Entre las piscinas de un hotel de lujo suena para un puñado de turistas “la vida es un carnaval”. A unos metros, las colonias populares acumulan más de dos semanas sin agua y una protesta de cientos de trabajadores corta una avenida: tras el último huracán no les queda playa ni nadie para el que trabajar. Al otro extremo de la ciudad, con sus 72 años y su vista a medias, Lidia Villavicencio Miranda camina bajo el sol encorvada por la edad y las bolsas. Todas las ha tejido a mano para ofrecerlas a los visitantes. Vende una y abre mucho los ojos y celebra: va a poder comer. Una roca enorme, mayor que un coche, rompe la calle en la que vivían doña Manuela y Melquiades antes de que un deslave destrozara sus casas y se los llevara.
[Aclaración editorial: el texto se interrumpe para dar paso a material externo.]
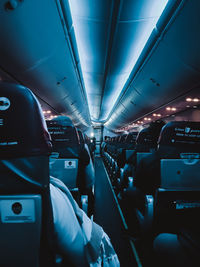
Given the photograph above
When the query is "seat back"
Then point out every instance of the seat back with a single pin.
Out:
(180, 174)
(21, 224)
(26, 222)
(66, 144)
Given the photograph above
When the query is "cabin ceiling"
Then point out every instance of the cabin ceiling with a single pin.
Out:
(83, 58)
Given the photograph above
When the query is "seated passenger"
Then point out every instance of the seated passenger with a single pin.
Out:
(77, 239)
(172, 142)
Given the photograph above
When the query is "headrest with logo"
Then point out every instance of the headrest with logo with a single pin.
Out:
(144, 137)
(184, 135)
(23, 130)
(63, 121)
(62, 131)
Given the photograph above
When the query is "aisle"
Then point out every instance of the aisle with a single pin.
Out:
(107, 214)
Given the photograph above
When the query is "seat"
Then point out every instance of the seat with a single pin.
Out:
(177, 199)
(73, 161)
(26, 222)
(67, 147)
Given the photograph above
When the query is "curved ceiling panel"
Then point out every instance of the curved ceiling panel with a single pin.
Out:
(35, 51)
(172, 68)
(110, 36)
(92, 21)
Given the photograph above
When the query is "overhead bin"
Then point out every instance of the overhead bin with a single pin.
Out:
(36, 52)
(167, 69)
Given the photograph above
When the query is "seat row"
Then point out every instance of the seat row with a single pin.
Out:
(159, 185)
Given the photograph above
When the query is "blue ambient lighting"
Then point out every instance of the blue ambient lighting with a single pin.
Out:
(153, 10)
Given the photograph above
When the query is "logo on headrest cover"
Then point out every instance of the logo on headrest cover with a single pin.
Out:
(4, 103)
(187, 129)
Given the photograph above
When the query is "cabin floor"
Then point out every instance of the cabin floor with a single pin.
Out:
(107, 213)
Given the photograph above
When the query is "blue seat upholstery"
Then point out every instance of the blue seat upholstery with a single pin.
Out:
(26, 222)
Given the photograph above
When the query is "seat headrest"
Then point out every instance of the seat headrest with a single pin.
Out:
(23, 130)
(144, 137)
(183, 135)
(63, 121)
(62, 134)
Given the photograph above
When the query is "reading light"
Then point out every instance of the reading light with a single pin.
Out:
(155, 9)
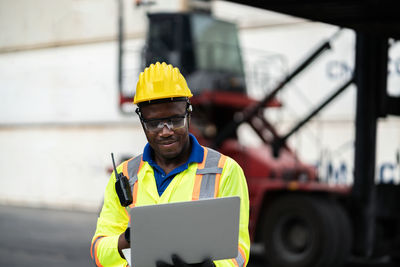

En una escuela primaria, una pila de desechos hace de entrada. Otis dejó las aulas sin techos y John las llenó de lodo; el resultado es el mismo: no hay lugar para que los niños puedan estudiar. Cerca, cinco militares empuñan alertas sus armas frente a un puesto de comida, un sexto compra un pollo. Ha pasado un año y la historia no cede: Acapulco es zona de desastre.